National and international news organisations would also be able to review them and write articles, in-depth analysis, and opinions, contributing to a healthy media environment and building trust among institutions.
Some technological tools could also help prevent post-election violence – a trend which has seriously undermined democratic accountability for several African countries.
The use of a Geographic Information System (GIS), a database containing accurate geographic information, could help generate risk maps and trend charts, and allows an unprecedented focus on the local level.
“In turn, this allows a new level of sophistication for early warning systems and forecasts to inform decision-makers of threats. Once threats are mapped and understood, prevention strategies can be customised and implemented at the local, national, or even regional level,” writes staff member Helena Schwertheim on the International IDEA blog.
Startups in geospatial data intelligence, for instance, could be incredibly helpful in ensuring a peaceful electoral process.

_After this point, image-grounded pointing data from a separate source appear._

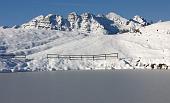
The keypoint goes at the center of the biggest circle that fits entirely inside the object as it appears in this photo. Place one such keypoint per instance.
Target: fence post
(81, 57)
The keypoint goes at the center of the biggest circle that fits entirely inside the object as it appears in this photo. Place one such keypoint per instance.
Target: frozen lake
(120, 86)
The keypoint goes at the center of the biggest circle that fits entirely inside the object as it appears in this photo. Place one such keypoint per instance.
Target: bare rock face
(86, 22)
(74, 21)
(49, 22)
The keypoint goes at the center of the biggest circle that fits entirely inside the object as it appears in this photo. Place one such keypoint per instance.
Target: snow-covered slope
(136, 50)
(86, 22)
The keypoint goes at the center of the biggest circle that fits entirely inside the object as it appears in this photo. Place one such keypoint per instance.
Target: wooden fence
(81, 57)
(13, 56)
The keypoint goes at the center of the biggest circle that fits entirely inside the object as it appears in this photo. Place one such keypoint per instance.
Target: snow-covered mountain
(145, 46)
(86, 22)
(136, 50)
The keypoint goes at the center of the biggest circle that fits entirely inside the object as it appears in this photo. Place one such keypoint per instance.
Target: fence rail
(81, 57)
(13, 56)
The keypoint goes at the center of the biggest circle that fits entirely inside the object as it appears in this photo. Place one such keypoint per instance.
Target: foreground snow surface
(136, 50)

Government tech services expand
Promises to “democratise” personal finance through mobile banking apps get much more attention from investors than “democratising democracy”, partly because of the misperception that there is a limited market for such services.

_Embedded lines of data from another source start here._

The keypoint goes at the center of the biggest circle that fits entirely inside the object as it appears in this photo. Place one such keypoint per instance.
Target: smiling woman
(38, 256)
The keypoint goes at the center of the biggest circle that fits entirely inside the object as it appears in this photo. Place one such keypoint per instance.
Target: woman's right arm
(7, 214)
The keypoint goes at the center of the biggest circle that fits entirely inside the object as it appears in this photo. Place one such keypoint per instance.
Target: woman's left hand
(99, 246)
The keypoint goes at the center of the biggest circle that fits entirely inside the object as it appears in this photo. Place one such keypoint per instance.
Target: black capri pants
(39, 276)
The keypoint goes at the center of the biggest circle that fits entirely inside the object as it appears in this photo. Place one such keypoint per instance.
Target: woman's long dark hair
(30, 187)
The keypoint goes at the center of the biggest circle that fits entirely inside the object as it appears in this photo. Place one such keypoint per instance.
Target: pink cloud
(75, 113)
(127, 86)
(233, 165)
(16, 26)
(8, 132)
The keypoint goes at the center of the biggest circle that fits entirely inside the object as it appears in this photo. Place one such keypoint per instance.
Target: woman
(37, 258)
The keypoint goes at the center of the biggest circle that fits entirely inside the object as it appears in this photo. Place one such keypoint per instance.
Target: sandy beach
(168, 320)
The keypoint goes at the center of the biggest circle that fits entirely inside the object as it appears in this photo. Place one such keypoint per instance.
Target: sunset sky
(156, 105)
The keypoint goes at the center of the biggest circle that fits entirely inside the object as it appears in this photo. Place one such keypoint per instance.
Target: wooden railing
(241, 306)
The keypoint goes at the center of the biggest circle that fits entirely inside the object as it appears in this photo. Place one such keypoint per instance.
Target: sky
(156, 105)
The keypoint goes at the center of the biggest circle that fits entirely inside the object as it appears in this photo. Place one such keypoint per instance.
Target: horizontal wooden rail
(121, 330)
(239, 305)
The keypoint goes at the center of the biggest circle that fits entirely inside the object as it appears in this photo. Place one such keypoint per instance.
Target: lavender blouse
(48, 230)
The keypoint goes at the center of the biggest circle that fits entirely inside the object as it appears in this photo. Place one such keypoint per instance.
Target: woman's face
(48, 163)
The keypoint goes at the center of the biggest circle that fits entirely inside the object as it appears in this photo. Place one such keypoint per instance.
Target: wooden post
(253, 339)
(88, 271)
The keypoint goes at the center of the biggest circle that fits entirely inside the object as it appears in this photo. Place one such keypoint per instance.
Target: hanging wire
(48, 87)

One exception in South Africa is GovChat, founded in 2018 by Eldrid Jordaan – a citizen engagement platform that uses the WhatsApp Business API to facilitate real-time communication with South African government services. The app gives South African citizens the ability to rate public services and infrastructure – from police stations to post offices and schools – via their mobile phones or computer in order to assist government in finding ways to improve. It has also been used to help applicants to apply for social security grants.
The app raised $1.4m in 2019 in a Series-A funding round and now has 8.7 million active users. In 2022 GovChat signed a five-year contract extension with the Department of Cooperative Governance and Traditional Affairs.Nevertheless the rollout has been challenging – the company prevailed in a lengthy legal battle with WhatsApp owner Meta after the US tech giant accused it of violating its terms of service, and Jordaan announced his surprise resignation as CEO in November.

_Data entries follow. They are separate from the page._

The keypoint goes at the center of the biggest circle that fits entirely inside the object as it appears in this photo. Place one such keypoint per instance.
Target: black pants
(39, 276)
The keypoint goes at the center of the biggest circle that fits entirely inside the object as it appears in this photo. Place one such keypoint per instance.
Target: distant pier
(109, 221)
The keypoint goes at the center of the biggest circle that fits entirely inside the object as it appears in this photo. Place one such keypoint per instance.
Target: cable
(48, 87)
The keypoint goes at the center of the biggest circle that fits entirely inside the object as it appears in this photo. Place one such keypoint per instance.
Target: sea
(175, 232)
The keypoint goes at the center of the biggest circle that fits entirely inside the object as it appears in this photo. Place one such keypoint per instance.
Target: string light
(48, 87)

Still, apps like GovChat show that technology can bridge the gap between increasingly young populations and government services, provided that the government is willing to partner with such organisations. That could be of mutual benefit to governments and citizens at election time.
Ahead of the October 2021 elections in Iraq, the Rewaq Baghdad Center, a thinktank, launched a mobile application designed to allow voters to engage in dialogue with candidates.
Given young people’s proclivity to use digital platforms, the application provided a communication channel between young Iraqis and their would-be representatives, and claimed more than 100,000 users.In Nigeria, the digitalisation of public institutions and services has been happening at a relatively slow pace.
The National Identity Management Commission of Nigeria is charged with is rolling out a national ID programme incorporating fingerprint, facial and iris biometrics. An integrated system could help citizens obtain e-ID cards, apply for passports, gain a driver’s license and voting card, and help citizens to pay taxes and receive welfare. Yet the challenges of rolling out an effective system in a growing population of 213 million are numerous.
The private sector could help. Nigeria’s business sector has became remarkably tech-oriented in recent years, with smartphone uptake widespread and startups in fintech, agrotech and edtech attracting considerable investments.
The challenge for Nigerian tech firms – and the electoral authorities – is to make sure their startup ecosystems can participate in the enormous opportunity of enhancing the democratic experience.